Senator Norris Cotton (R-New Hampshire) said he would teach a course at Dartmouth College in Hanover, New Hampshire, next spring on “what makes Congress tick.” He should be an authority. At 74, he is retiring in January after 28 years in Congress, 20 of them as a senator. Cotton was sworn in with Richard M. Nixon as a freshman congressman in 1947 and has remained long-time friends with the former President.
The first survey of deafness ‘in the United, States in 40 years has found that the impairment is twice as prevalent among Americans as was previously believed.
Ethel Kennedy, widow of Robert F. Kennedy, and four of their children attended a brief Mass at the late senator’s gravesite in Arlington National Cemetery. They were accompanied by Joan Kennedy, wife of Senator Edward M. Kennedy, and her children. It was the 50th anniversary of Robert Kennedy’s birth.
Jeff Burroughs, the Texas Rangers outfielder who batted .301 with 25 home runs and a league-leading 118 RBI, wins the American League MVP Award.
Dow Jones Industrial Average: 609.59 (-4.46, -0.73%).
Born:
Drew Ginn, Australian rower (Olympic gold medalist, coxless four, 1996, 2000, 2004), in Leongatha, Victoria, Australia.
Tra Thomas, NFL tackle (Pro Bowl, 2001, 2002, 2004; Phildelphia Eagles, Jacksonville Jaguars), in DeLand, Florida.

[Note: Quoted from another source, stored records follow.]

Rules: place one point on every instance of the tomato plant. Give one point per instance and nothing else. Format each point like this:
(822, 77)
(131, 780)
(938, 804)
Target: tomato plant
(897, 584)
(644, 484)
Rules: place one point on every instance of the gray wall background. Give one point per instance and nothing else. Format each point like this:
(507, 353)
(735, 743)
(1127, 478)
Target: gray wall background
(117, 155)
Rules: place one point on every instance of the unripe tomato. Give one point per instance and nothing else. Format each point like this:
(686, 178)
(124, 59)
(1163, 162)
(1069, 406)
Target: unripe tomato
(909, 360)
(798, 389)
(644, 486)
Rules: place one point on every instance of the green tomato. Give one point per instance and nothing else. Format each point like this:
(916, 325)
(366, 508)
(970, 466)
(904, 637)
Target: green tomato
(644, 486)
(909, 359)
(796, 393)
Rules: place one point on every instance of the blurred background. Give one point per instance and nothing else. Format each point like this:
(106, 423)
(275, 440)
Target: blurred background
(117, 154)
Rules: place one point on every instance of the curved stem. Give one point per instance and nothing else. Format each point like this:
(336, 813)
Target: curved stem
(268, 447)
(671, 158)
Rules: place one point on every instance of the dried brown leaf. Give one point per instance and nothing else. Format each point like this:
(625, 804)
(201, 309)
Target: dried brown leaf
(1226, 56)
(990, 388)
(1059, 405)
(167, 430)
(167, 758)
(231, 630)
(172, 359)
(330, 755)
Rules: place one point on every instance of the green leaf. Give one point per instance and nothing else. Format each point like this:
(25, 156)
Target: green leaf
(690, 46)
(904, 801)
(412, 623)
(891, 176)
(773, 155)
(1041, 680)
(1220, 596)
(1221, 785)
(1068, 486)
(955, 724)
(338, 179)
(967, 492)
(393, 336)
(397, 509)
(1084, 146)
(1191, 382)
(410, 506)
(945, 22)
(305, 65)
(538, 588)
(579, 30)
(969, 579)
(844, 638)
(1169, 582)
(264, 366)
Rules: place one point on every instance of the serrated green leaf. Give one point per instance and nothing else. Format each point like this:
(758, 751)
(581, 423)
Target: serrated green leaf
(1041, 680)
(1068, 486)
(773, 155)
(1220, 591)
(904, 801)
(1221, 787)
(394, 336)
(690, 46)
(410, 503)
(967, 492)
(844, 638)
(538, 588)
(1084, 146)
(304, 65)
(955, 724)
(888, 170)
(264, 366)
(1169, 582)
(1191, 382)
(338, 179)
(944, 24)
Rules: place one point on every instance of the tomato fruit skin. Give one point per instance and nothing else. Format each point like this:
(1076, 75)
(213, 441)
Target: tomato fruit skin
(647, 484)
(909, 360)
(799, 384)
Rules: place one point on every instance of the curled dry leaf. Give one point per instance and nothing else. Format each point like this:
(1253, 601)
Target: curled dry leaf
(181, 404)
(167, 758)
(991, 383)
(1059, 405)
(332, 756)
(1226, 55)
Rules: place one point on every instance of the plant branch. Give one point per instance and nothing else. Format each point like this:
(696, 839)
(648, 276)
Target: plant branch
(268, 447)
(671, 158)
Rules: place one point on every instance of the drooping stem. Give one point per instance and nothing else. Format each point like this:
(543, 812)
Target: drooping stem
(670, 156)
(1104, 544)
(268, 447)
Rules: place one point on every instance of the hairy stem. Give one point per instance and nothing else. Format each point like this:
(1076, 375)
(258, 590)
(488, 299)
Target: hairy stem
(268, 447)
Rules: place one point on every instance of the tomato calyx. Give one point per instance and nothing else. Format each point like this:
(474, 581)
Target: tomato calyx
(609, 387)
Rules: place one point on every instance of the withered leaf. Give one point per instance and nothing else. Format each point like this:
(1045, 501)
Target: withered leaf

Jerald Moore, NFL running back (St Louis Rams, New Orleans Saints), in Houston, Texas
Marissa Ryan, American actress (Elizabeth MacGillis-“Major Dad”), in Manhattan, New York, New York.
Kurt Krömer (stage name of Alexander Bojcan), German television presenter, comedian and actor; in West Berlin, West Germany.
Died:
S. Everett Gleason, 69, American historian and intelligence analyst, died of lung cancer.
Ben West (born Raphael Benjamin West), 63, American attorney and politician, former Mayor of Nashville.